Nope. Running and ready but with problem…
COLLECTIONS_HALTED – Agent have more collected records that allows his limit.
We can try to empty them.


019. Try to manually push upload data to OMS:

[oraagent@SERVER_NAME ~]$ emctl upload agent
Oracle Enterprise Manager Cloud Control 12c Release 2
Copyright (c) 1996, 2012 Oracle Corporation. All rights reserved.
---------------------------------------------------------------
EMD upload error:full upload has failed: Upload Recent Sending Statistics
________________________________
Channel=severity send[ms]=47 fsz=711
Channel=severity send[ms]=52 fsz=711
Channel=severity send[ms]=50 fsz=711
(....)
Channel=severity send[ms]=50 fsz=711
Channel=severity send[ms]=50 fsz=711
Channel=severity send[ms]=51 fsz=711
Channel=severity send[ms]=47 fsz=711
Channel=severity send[ms]=48 fsz=711
Channel=severity send[ms]=49 fsz=711
Channel=severity send[ms]=48 fsz=711
Channel=severity send[ms]=50 fsz=711
Channel=severity send[ms]=49 fsz=711
Channel=severity send[ms]=51 fsz=711
Channel=severity send[ms]=54 fsz=711
Channel=severity send[ms]=54 fsz=711

Avg send time=53.57441 milliseconds
Backoff Event List
________________________________
Upload Failure List
_______________________________
Connection Event List
_____________________________
Upload timed out before completion.
Number of files to upload before the uploadNow call: 49811, total size (MB): 24.047525
Remaining number of files to upload: 48706, total size (MB): 23.298267 (TIMEOUT)

This helps, but not too much. We got at start 51567 files ready to upload.
Now we still have 48706 remaining in queue.
But good… some of data are uploaded.


020. Solution for this moment?

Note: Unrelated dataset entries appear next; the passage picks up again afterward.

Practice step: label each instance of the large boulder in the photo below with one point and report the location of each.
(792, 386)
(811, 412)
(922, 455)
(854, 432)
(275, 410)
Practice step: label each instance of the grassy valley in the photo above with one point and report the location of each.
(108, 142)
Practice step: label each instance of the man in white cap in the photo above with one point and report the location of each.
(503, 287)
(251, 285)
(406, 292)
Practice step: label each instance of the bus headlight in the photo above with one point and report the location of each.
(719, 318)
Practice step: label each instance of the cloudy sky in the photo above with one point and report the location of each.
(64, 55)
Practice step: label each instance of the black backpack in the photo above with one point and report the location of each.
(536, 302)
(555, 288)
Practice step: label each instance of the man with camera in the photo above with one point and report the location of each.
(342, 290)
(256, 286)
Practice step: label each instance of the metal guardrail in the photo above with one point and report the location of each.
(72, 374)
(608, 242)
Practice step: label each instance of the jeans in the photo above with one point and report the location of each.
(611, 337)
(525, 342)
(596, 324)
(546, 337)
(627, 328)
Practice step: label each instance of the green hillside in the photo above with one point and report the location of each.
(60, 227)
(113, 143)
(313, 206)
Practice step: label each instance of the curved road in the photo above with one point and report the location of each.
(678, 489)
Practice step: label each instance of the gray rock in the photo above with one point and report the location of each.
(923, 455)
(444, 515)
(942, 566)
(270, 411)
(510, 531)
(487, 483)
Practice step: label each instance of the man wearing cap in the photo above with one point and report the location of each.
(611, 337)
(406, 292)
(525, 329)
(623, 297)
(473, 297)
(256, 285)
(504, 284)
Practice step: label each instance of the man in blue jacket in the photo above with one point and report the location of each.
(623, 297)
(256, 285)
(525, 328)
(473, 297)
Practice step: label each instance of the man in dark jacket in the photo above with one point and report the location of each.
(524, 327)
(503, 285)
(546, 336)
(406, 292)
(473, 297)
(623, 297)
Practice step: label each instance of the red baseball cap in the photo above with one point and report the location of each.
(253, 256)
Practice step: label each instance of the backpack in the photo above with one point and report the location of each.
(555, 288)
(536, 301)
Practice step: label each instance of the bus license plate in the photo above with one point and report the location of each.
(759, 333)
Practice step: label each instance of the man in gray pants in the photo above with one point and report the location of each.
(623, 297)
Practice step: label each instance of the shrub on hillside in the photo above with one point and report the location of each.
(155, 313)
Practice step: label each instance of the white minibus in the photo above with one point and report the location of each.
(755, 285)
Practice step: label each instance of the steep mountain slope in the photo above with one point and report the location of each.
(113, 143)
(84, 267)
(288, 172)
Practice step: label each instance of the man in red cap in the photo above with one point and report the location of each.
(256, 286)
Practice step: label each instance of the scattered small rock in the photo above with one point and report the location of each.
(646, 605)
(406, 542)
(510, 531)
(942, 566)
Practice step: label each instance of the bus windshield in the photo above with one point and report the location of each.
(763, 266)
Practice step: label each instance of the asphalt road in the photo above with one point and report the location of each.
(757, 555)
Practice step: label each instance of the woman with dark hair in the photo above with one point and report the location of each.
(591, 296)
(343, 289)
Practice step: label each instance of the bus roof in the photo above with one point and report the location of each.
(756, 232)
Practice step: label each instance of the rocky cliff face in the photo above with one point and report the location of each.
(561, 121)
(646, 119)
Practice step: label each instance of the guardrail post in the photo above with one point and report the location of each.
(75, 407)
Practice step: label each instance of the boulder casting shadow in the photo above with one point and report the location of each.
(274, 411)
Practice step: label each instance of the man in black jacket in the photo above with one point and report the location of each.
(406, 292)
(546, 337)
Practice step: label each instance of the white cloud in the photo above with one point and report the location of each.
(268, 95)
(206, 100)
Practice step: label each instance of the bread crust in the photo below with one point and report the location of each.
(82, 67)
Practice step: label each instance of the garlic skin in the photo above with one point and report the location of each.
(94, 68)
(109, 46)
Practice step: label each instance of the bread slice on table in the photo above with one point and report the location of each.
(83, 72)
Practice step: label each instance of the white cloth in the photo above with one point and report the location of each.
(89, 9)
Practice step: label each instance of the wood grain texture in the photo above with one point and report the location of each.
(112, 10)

Erase of collected data… Maybe not – we try to upload again?
End of upload process:

(...)
Upload timed out before completion.
Number of files to upload before the uploadNow call: 44886, total size (MB): 20.724644
Remaining number of files to upload: 43764, total size (MB): 19.961292 (TIMEOUT)

Again part of data are sent to the management server.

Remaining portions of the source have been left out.